The riots in Kazakhstan may well have been long in the making, but they were triggered by the removal of a price cap on LPG that had become a fuel of choice for many citizens as oil prices rose. The cap removal immediately doubled the price but the government argued they had no choice since the cap was leading to shortages. The intensity of the riots was so severe as to prompt an appeal for help from neighbouring countries, leading to a swift deployment of Russian troops to put down the disturbances. This is what a financial crisis looks like.
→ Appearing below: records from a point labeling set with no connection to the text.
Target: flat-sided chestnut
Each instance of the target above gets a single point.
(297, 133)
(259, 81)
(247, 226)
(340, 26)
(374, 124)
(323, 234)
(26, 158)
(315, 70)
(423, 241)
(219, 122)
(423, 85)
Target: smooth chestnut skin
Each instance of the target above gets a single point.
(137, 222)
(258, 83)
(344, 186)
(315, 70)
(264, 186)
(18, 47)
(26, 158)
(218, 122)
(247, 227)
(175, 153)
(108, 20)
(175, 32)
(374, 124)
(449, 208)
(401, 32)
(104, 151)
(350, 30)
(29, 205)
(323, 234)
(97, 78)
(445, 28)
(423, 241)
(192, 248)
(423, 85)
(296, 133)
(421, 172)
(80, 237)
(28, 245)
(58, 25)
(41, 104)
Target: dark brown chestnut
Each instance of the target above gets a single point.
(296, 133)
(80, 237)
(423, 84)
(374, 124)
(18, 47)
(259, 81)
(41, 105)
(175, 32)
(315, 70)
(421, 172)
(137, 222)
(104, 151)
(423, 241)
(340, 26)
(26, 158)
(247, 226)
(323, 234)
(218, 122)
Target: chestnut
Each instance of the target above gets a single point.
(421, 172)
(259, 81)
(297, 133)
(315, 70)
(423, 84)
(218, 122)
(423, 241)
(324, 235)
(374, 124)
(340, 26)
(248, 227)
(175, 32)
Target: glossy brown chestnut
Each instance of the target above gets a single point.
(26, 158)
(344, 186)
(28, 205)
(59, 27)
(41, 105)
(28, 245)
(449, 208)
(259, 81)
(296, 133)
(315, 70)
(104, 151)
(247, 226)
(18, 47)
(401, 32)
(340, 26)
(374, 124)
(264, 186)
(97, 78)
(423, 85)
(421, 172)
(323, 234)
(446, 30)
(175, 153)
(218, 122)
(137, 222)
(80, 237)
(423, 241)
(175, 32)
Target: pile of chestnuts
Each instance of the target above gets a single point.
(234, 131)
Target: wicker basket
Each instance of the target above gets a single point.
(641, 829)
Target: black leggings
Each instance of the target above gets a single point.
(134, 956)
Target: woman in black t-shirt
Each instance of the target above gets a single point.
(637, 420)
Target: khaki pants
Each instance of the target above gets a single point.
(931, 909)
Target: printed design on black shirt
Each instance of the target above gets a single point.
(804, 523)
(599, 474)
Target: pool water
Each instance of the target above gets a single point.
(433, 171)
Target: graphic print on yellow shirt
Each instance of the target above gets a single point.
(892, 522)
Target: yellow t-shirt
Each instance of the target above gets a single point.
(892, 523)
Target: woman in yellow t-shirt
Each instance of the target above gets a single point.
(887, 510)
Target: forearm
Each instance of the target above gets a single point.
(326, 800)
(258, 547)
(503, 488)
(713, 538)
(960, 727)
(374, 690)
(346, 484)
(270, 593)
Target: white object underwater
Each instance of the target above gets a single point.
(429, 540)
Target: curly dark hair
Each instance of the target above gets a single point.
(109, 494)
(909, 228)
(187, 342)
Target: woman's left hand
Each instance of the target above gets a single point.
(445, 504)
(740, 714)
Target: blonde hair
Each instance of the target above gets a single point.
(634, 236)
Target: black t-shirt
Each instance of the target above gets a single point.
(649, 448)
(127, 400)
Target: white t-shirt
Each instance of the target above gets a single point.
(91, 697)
Turkey’s economy is far more solid than either of the other two, with foreign exchange reserve cover far above the required three months, but the inflation rate there is above 30percent and exchange rate depreciation is so severe as to prompt massive interventions by their central bank. Despite the mounting pressures, President Erdogan has charged ahead with cutting interest rates from 19 percent in September to 15 percent by December, describing his actions as an “economic war of independence”. It is not clear what he is seeking independence from, but the country has seen four central bank chiefs come and go over the last two years. The inflation and exchange rate pressures have created a flight from the lira, into foreign exchange or even gold, to the point where gold traders resorted to selling in smaller and smaller quantities. Sporadic reports of protests and riots have emerged from the country as 2021 drew to a close, but so far Turkey has not seen civil unrest on the scale of Lebanon or Kazakhstan. But given how stubbornly Erdogan is wedded to his approach of priming the engines of his economy with printed money, it is hard to see how the road he is embarked on ends in any other way, unless there is a sharp change of course.
Pakistan may not be in the throes of an economic crisis like the ones these countries are seeing, but their example stands as a stark warning to us of what happens when poor economic management and deteriorating fundamentals are allowed to fester for too long without corrective action. In each of these countries the political leadership failed to understand the real impact of their actions on their citizenry, either because they were accustomed to an authoritarian style of rule like in Kazakhstan, or too preoccupied with political wrangling like in Lebanon where the approach of an election has kept the government distracted from its growing economic woes, or worse still, where the leader is living in a delusional world of his own making like in Turkey.
We may not be in the middle of a financial crisis at the moment. But these are the follies that pave the road to such a crisis. In Pakistan, the need for corrective steps is stark. The need to avoid a financial crisis is even starker.
What corrective action are you suggesting and what are we doing wrong???